MAHKEMESİ : Bursa 3. İş Mahkemesi
TARİHİ : 28/12/2011
NUMARASI : 2010/341-2011/897
Davacı, davalıya ait iş yerinde 01/06/2007 - 23/03/2010 tarihleri arasında çalıştığını, işverenin zaman zaman kendisine sözlü tacizde bulunduğunu, fesih tarihinde de bu davranışını sürdürmesi ve ücretlerinin de düzenli ödenmemesi sebebi ile iş sözleşmesini haklı sebebe dayalı feshettiğini ileri sürerek kıdem tazminatı ile bir kısım işçilik alacaklarının tahsilini istemiştir.
Davalı, davacının şirket telefonu ile özel görüşme yapması sebebi ile uyarıldığını, bunun üzerine 23.03.3020 tarihinde iş yerini terk ederek, takip eden günlerde işe devam etmediğini, davacının haklı sebebe dayanmaksızın iş sözleşmesini sonlandırdığını savunarak, davanın reddini istemiştir.
Mahkemece, toplanan kanıtlar ve bilirkişi raporuna dayanılarak, davacının iş sözleşmesini fesihte haklı olduğu gerekçesiyle davanın kısmen kabulüne karar verilmiştir.
Kararı davalı taraf temyiz etmiştir.
1-Dosyadaki yazılara, toplanan delillerle kararın dayandığı kanuni gerektirici sebeplere göre, davalının aşağıdaki bendin kapsamı dışında kalan temyiz itirazları yerinde değildir.
2-İşçinin iş yerinde maruz kaldığı taciz ve ücretlerinin ödenmemesi sebebiyle iş sözleşmesinin feshinin haklı olup olmadığı hususu taraflar arasında uyuşmazlık konusudur.
İşverenin cinsel tacizde bulunması, 4857 sayılı Kanun"un 24. maddesinin (II) numaralı bendinin (b) alt bendinde, işçinin haklı olarak iş sözleşmesinin feshine imkân veren sebepler arasında gösterilmiştir. İşveren vekilinin bu tür davranışı da aynı bent kapsamında değerlendirilmelidir.
4857 sayılı Kanun"un 24. maddesinin (II) numaralı bendinin (b) alt bendinde ise, işverenin işçiye veya aile üyelerinden birine hakaret etmesi, sövme fiilini işlemesi, sarkıntılıkta bulunması hallerinin işçiye iş sözleşmesini haklı fesih imkânı verdiği yönünde düzenleme bulunmaktadır şeref ve namusa dokunacak söz ve davranışların, işveren veya işveren vekili tarafından gerçekleştirilmiş olması hukukî sonucu değiştirmez.
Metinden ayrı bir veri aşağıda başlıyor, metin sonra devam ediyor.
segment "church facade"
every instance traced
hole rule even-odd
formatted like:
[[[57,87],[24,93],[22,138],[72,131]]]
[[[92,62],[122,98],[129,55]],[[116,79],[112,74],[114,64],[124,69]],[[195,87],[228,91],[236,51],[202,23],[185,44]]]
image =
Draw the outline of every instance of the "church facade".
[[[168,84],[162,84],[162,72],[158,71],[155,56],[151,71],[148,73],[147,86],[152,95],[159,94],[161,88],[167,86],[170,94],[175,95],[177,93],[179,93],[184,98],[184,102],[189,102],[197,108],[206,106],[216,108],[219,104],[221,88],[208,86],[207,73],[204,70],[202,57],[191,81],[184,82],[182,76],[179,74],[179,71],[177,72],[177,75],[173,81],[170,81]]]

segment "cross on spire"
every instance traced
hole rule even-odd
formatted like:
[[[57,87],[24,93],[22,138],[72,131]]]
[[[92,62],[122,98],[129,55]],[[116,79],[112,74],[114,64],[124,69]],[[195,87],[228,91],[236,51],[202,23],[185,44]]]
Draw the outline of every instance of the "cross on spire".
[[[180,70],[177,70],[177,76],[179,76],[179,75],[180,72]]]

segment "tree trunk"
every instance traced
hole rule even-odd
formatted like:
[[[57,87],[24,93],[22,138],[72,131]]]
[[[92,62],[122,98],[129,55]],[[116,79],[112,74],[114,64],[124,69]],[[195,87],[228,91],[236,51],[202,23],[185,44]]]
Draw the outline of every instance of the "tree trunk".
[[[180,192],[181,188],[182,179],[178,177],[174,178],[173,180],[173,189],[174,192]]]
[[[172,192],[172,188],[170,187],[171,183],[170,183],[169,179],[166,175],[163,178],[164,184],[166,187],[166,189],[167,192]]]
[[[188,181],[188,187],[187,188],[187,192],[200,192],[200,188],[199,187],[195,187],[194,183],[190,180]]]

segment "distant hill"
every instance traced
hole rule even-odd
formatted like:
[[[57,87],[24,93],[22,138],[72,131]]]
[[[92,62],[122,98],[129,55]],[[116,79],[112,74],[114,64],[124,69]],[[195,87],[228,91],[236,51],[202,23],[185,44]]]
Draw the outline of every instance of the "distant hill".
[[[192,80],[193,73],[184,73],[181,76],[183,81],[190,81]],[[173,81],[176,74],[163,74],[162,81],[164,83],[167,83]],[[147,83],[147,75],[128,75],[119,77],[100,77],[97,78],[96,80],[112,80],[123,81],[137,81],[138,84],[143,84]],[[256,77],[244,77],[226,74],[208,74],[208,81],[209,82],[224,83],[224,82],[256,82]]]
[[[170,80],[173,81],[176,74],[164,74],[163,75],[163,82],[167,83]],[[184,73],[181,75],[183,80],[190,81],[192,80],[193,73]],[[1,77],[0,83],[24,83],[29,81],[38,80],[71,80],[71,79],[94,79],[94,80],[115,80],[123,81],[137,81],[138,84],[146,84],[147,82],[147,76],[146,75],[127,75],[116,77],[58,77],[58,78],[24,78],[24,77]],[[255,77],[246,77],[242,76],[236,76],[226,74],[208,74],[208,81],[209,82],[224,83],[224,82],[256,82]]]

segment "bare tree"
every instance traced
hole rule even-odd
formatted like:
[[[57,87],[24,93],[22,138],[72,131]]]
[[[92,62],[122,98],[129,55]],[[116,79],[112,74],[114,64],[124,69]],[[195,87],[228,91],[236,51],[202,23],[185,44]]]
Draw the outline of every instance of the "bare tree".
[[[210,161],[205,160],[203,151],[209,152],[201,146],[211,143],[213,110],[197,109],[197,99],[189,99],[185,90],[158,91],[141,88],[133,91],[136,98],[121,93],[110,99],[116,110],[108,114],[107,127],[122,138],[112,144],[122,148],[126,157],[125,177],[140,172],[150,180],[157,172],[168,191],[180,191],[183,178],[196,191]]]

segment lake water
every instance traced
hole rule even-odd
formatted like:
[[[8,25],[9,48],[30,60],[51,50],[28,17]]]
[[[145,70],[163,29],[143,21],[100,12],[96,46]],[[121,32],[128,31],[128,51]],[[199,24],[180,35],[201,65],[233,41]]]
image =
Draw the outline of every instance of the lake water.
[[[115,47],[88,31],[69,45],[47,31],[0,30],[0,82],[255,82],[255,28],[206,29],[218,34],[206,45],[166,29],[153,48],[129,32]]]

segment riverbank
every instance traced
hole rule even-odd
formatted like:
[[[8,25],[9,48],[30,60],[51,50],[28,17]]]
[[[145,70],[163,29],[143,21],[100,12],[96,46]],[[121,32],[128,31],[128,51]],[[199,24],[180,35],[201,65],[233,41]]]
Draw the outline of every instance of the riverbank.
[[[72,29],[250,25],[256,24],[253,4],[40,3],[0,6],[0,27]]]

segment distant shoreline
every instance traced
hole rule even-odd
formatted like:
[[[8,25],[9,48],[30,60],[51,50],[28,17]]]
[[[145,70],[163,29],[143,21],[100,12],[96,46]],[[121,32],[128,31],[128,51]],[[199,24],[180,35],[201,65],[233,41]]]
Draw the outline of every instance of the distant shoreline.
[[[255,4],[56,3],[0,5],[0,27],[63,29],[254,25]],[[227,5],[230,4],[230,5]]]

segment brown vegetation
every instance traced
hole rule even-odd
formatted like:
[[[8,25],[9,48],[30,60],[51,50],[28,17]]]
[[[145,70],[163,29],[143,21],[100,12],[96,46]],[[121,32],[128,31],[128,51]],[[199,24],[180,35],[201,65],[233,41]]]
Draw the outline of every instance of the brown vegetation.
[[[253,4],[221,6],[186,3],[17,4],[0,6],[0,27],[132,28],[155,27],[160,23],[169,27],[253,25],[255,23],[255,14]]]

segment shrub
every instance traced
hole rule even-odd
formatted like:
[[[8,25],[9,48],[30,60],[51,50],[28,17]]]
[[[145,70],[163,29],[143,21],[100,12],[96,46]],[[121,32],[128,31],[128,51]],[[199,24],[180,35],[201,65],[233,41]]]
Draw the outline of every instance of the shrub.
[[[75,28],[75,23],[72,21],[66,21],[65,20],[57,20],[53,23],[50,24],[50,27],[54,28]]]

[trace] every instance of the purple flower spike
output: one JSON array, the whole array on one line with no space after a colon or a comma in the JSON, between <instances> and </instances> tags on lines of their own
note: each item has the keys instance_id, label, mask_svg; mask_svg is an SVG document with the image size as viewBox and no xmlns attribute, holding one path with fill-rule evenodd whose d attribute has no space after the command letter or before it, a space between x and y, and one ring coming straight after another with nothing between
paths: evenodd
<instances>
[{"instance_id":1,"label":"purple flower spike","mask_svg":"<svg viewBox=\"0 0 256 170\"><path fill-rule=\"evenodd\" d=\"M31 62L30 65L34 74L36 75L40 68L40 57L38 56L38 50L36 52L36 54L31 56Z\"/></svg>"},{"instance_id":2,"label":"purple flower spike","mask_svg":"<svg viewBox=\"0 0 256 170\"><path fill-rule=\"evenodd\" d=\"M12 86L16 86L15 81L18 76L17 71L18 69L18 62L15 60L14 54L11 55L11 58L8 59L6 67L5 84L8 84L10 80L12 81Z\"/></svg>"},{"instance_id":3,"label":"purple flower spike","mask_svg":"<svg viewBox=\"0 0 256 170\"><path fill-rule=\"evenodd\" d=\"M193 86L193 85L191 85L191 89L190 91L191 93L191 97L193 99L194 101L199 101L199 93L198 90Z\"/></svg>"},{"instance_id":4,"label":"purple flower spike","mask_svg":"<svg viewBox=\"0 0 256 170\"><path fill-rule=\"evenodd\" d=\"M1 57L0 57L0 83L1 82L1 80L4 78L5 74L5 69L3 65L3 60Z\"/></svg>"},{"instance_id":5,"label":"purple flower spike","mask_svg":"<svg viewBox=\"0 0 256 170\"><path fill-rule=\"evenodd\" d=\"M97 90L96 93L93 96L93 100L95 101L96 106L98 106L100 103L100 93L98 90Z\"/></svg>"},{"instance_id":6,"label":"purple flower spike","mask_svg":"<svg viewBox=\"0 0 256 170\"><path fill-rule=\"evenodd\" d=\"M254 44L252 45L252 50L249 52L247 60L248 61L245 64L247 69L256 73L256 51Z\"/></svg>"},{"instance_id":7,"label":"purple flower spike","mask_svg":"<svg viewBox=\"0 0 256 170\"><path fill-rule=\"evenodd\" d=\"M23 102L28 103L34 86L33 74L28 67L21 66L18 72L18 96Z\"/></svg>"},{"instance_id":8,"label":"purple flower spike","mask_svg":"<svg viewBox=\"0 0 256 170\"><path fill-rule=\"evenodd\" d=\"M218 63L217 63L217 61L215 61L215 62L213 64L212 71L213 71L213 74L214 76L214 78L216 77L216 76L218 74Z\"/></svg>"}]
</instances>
Bu eylemlerin Türk Ceza Kanununa göre suç teşkil etmesi de şart değildir.
Somut olayda, davacı iş sözleşmesini ücretlerin düzensiz ödenmesi ve işverenin sözlü tacizine maruz kalması sebebi ile feshettiğini ileri sürmüştür, davacı ile sürdüğü bu fesih sebebi ile bağlı olup, mahkemenin sigorta primlerinin gerçek ücreti üzerinden yatırılmaması sebebe ile iş sözleşmesinin haklı sebeple feshedildiği yönündeki kabulünde hata bulunmaktadır. Ancak davacının fesih sebebi olarak ileri sürdüğü hususlarda da yeterli inceleme yapılmamıştır.
Davacı işverenin kendisine sözlü tacizde bulunduğunu ileri sürmüş, ancak tacizin niteliğine ilişkin bir açıklama yapmamıştır. Davacının, bu eyleme ilişkin işvereni yargı mercilerine şikayet ettiği davalı tarafça beyan edilmiş ise de , ilgili evrak dosya içerisine alınmamıştır.
Mahkemece, 6100 sayılı Hukuk Muhakemeleri Kanunu"nun 169 ve devamı maddeleri gereğince davacı isticvap olunarak, işveren tarafından gerçekleştirildiği ileri sürülen tacizin niteliği açıklattırılmalı, Cumhuriyet Savcılığının konuyla ilgili soruşturma evrakı celp edilmeli ve davacının bu yönde bildirdiği deliller bir değerlendirmeye tabii tutulmalıdır. Ayrıca iş yerinde ücretlerinin düzensiz ödenip ödenmediği hususunda da davacı tanıklarının beyanları alınarak tüm dosya kapması bir arada değerlendirilerek sonucuna göre hüküm kurulmalıdır. Eksik incelemeye dayalı karar verilmesi isabetsizdir .
SONUÇ: Temyiz olunan kararın, yukarıda yazılı sebepten dolayı BOZULMASINA, peşin alınan temyiz harcının istek halinde ilgiliye iadesine 02.05.2012 tarihinde oy birliğiyle karar verildi.